А он всё смотрел в одну точку взглядом доведённого до отчаяния человека.

– Скорее, убей меня! – кричали наперебой голоса. – Почему ты не хочешь нам помочь и облегчить наши страдания? Скорее, я не хочу умереть так! Ну же, ну же! Решайся!

Фриджия приступила к казни третьего предателя. Он захрипел и скорчился на полу, с диким ужасом и болью на лице, платя за свое предательство кровавыми слезами. Скоро к нему присоединился четвёртый, и они уже оба захлёбывались собственной кровью, отчаянно пытаясь протянуть непослушные отяжелевшие руки к своему лидеру. Безуспешно пытаясь заглянуть в глаза.

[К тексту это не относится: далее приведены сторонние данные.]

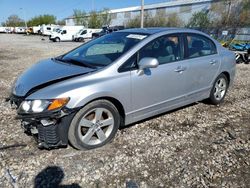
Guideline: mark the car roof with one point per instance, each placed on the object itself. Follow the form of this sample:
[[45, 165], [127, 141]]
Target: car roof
[[154, 30]]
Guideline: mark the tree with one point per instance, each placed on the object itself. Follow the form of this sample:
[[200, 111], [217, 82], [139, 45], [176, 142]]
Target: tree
[[80, 17], [42, 19], [230, 13], [245, 14], [60, 22], [200, 20], [105, 17], [174, 21], [14, 21]]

Шайн сидел на постели, сжимал голову руками, пытался не видеть предсмертных мук своих товарищей, не слышать эти ужасные звуки…

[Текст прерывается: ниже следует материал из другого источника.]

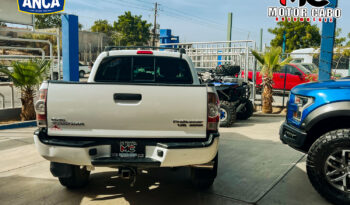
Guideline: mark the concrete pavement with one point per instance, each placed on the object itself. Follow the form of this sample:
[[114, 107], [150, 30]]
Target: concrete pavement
[[254, 168]]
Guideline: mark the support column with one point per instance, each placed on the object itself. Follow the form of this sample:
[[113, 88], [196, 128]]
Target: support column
[[70, 47], [327, 46]]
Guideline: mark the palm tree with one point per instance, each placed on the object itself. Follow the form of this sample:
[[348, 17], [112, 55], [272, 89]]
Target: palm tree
[[27, 76], [271, 62]]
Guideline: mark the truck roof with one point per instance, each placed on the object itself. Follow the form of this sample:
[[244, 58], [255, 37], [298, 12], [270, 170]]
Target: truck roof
[[134, 52]]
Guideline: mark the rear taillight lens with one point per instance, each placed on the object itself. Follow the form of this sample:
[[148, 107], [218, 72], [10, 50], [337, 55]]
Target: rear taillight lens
[[40, 108], [213, 112]]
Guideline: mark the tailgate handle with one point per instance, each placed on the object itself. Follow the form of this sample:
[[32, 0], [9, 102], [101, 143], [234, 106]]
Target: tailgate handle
[[127, 97]]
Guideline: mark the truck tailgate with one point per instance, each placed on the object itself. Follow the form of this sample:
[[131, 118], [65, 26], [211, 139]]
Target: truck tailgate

– Невозможно… нет… я не могу… почему всё так… ведь только недавно они все… мы вместе были… мы только хотели… Невозможно… Невозможно! – шептал он бессвязные фразы, безумно глядя в никуда широко раскрытыми глазами.

– Шайн! Шайн! – не своим голосом кричал следующий и последний предатель. – Почему ты ничего не делаешь? Ты можешь нам помочь, а ты… Из-за тебя они умерли страшной смертью! Это ты во всём виноват, ты! – В добавление к своим словам он со злостью тряс его за плечи, бил по щекам, и вдруг чуть не плача повалился перед ним на колени. – Ну прошу, ты же видишь, умоляю… сделай это! Ты – мой соратник, друг… на той стороне тебе ничего за это не будет, ведь я сам прошу тебя!

Шайн только шептал бессвязные слова…

Время пришло, и пятый предатель, кряхтя, задыхаясь, из последних сил выдавил:

– Прошу…

Столько боли, страха, отчаяния, мольбы заключалось в этом задушенном крике, что Шайн замолчал. Он обратил свой обезумевший взгляд на друга, резко вскочил, выхватил свой меч и трясущимися руками воткнул его в дёргающееся тело. Затем с испугом отступил, рухнул на колени и зарыдал, беззвучно, открывая рот в немом крике. Застрявший в горле ком не давал ему дышать, болезненно сжималось сердце, и последние крохи рассудка вместе с волей и мыслями неумолимо покидали его.

Неизвестно, сколько он так просидел, пока пытался проглотить ком и отдышаться. И смириться с тем, что сделал. Он поднял голову и огляделся, без всяких на то причин, без мыслей что-либо увидеть. С его места в глаза бросился светлый лист бумаги, валяющийся на полу около стола. И вроде бы раньше его там не было, но у Шайна уже потускнело сознание, чтобы удивляться, думать о чем-то. Мужчина бессильно поднялся, подошёл к столу и отупело поднял сложенный вчетверо листок.

Снова этот почерк, его ни с чем не перепутаешь.

«Дорогой Шайн, – начиналось письмо, и вместе с тем в голове снова появился её голос, – теперь ты остался один. Как себя чувствуешь? Ты доволен, я надеюсь? Я хотела избавить тебя от заносчивости и мании величия. Уверена, ты уже понял, что сам виноват в смерти своих друзей. Видишь, они все умерли по твоей вине. Но, хочу тебя обрадовать, ты не умрёшь так же, как они. Всё будет по закону, на главной площади, перед многотысячной толпой, разгневанной на убийцу и предателя. Знаешь ведь, какая казнь ждёт предателя?